令和7年11月10日
国立研究開発法人日本原子力研究開発機構
国立大学法人高知大学
産業排水や汚水、海水などの水処理の現場では、大量に含まれる塩類を除去するために膜処理が用いられます。その際、水中に有機物が含まれていると膜を詰まらせてしまうため、事前に有機物を取り除く必要があります。しかし、塩類の多い処理水から不要な有機物を除去しようとすると、オゾン処理や酸化剤などによる分解効率は低下し、水処理にかかる試薬消費量の増加やコストが高くなる課題が残されています。
光触媒は、光を当てることで近くの化合物を強力に分解できる材料です。光触媒を利用した水処理は、光で有機物を水や二酸化炭素などに分解する環境にやさしい技術として注目されています。しかし、塩類や共存するイオンが多い水環境では、光触媒と有機物の反応が塩類やイオンによって邪魔され、性能がとても低くなってしまいます。そのため、特に海水や産業排水のような塩類を大量に含む条件での利用が困難でした。さらに、粉末状の光触媒は単体では使いにくく、なにかに固定して使った場合には、光触媒の粒子と汚れが出合う確率が小さくなり、分解効率が大きく落ちてしまうという問題もありました。

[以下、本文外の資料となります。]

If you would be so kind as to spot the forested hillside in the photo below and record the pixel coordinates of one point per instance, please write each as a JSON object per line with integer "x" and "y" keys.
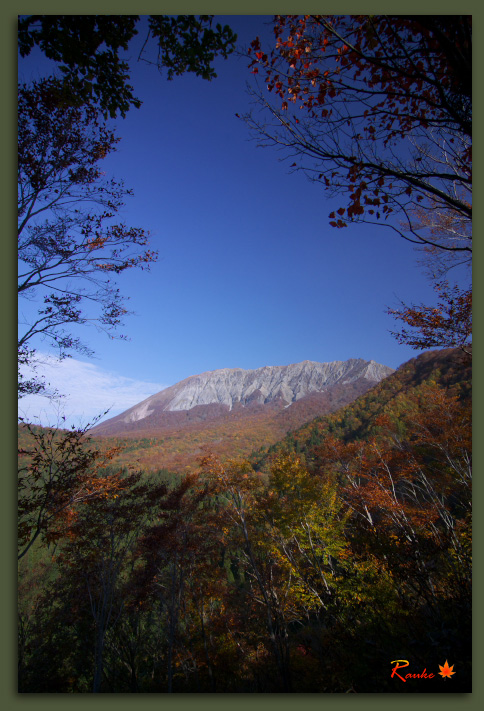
{"x": 351, "y": 546}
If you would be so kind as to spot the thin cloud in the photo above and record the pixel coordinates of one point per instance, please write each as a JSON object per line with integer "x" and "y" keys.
{"x": 87, "y": 392}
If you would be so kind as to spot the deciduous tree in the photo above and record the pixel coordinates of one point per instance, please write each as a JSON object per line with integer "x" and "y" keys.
{"x": 89, "y": 48}
{"x": 69, "y": 245}
{"x": 376, "y": 108}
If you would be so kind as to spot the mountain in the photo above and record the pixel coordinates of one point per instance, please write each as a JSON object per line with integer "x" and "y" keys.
{"x": 231, "y": 388}
{"x": 235, "y": 411}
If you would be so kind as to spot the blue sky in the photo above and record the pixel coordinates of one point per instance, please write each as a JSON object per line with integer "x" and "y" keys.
{"x": 250, "y": 272}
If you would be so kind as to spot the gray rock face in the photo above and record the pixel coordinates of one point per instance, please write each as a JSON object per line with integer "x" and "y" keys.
{"x": 231, "y": 386}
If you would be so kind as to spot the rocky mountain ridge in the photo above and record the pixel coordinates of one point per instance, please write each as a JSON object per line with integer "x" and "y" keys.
{"x": 223, "y": 391}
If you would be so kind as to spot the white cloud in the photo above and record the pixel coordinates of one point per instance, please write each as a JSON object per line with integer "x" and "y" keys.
{"x": 87, "y": 390}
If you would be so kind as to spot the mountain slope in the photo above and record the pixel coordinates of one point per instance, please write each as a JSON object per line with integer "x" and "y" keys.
{"x": 229, "y": 389}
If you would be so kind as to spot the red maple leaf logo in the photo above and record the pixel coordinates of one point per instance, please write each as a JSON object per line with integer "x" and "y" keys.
{"x": 446, "y": 671}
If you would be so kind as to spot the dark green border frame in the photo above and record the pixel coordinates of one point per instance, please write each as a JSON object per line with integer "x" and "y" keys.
{"x": 308, "y": 702}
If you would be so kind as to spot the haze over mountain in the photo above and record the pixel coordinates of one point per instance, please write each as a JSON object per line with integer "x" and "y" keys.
{"x": 301, "y": 390}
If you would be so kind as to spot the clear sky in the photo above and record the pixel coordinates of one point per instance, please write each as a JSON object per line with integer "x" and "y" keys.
{"x": 250, "y": 272}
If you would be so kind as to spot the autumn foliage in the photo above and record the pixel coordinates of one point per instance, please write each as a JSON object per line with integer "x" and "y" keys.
{"x": 303, "y": 573}
{"x": 376, "y": 108}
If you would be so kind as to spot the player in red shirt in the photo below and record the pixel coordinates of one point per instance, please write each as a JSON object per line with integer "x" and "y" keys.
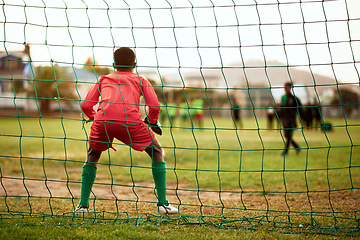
{"x": 118, "y": 116}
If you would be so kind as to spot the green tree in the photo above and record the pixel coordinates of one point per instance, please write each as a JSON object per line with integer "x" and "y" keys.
{"x": 91, "y": 65}
{"x": 348, "y": 98}
{"x": 51, "y": 83}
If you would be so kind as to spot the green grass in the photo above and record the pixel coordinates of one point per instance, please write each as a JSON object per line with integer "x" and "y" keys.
{"x": 211, "y": 172}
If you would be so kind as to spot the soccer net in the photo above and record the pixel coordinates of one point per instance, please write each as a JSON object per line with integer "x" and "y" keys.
{"x": 219, "y": 69}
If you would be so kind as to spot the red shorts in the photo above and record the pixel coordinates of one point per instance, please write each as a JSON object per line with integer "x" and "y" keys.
{"x": 138, "y": 136}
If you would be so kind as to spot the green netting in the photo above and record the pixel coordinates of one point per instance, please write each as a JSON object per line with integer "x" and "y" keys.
{"x": 224, "y": 170}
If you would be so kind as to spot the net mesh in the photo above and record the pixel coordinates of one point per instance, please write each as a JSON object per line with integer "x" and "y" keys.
{"x": 218, "y": 68}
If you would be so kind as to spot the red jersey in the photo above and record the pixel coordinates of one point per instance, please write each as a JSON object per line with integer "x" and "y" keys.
{"x": 118, "y": 95}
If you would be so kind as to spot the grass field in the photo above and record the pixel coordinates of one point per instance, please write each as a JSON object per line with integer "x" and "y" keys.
{"x": 217, "y": 173}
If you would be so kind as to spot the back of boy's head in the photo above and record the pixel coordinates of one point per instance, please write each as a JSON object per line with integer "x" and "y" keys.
{"x": 124, "y": 58}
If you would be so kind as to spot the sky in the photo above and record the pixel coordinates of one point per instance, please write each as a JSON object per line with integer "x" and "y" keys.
{"x": 172, "y": 35}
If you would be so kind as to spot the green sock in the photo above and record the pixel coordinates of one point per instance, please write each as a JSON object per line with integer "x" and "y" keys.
{"x": 87, "y": 180}
{"x": 159, "y": 175}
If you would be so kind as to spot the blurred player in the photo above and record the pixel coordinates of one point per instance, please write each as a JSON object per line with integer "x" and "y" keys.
{"x": 117, "y": 116}
{"x": 290, "y": 106}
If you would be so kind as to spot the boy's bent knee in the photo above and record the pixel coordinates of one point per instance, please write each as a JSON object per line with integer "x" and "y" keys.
{"x": 155, "y": 153}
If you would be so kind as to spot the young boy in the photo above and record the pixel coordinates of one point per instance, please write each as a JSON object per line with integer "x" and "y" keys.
{"x": 118, "y": 117}
{"x": 290, "y": 108}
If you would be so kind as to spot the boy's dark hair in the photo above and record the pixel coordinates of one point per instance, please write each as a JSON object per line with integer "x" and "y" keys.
{"x": 124, "y": 58}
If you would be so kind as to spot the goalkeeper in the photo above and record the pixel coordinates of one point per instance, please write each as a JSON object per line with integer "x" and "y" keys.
{"x": 117, "y": 116}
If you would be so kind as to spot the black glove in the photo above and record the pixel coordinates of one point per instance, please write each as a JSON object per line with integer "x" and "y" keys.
{"x": 155, "y": 127}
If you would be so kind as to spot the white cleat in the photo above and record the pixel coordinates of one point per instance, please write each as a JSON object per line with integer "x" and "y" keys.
{"x": 168, "y": 210}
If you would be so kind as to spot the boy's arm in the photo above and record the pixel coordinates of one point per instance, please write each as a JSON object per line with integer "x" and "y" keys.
{"x": 90, "y": 100}
{"x": 151, "y": 101}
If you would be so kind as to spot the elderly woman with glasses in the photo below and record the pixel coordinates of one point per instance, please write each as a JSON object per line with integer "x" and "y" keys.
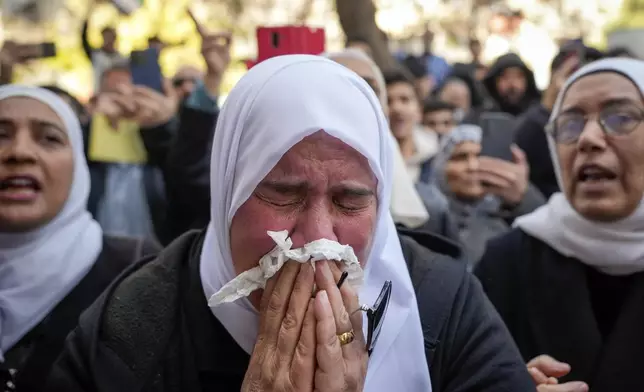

研究チームは、水を含んだ多孔質ゲル(ハイドロゲル)[1]に酸化タングステン(WO3)[2]を混ぜ込んだ新しい材料『光触媒ゲル』を開発しました。半透明で細く複雑な水の通り道を持つ構造をとるので、塩類や共存イオンが多い条件でも、光の通りやすさと、光触媒と有機物の出合いやすさを維持できます。光触媒の性能試験に用いる着色剤(インジゴカルミン[3])の分解実験を行ったところ、塩化ナトリウム(NaCl)や硫酸ナトリウム(Na2SO4)が高濃度で存在する条件下でも、従来材料の4〜13倍の分解効率を示しました。この光触媒ゲルは、原料を凍らせ、解凍時に加える有機酸によってゲルを壊れにくくする「凍結架橋法[4]」という簡便な合成法で作製します。大面積・多形状化が比較的容易で、研究室レベルから実用スケールまでの展開が視野に入る点も特長です。
今後は実用化を見据えた耐久性や長期連続稼働性の向上に取り組み、産業排水への応用展開を目指します。また、国際的な水環境問題やSDGs「安全な水と衛生」への貢献を図ります。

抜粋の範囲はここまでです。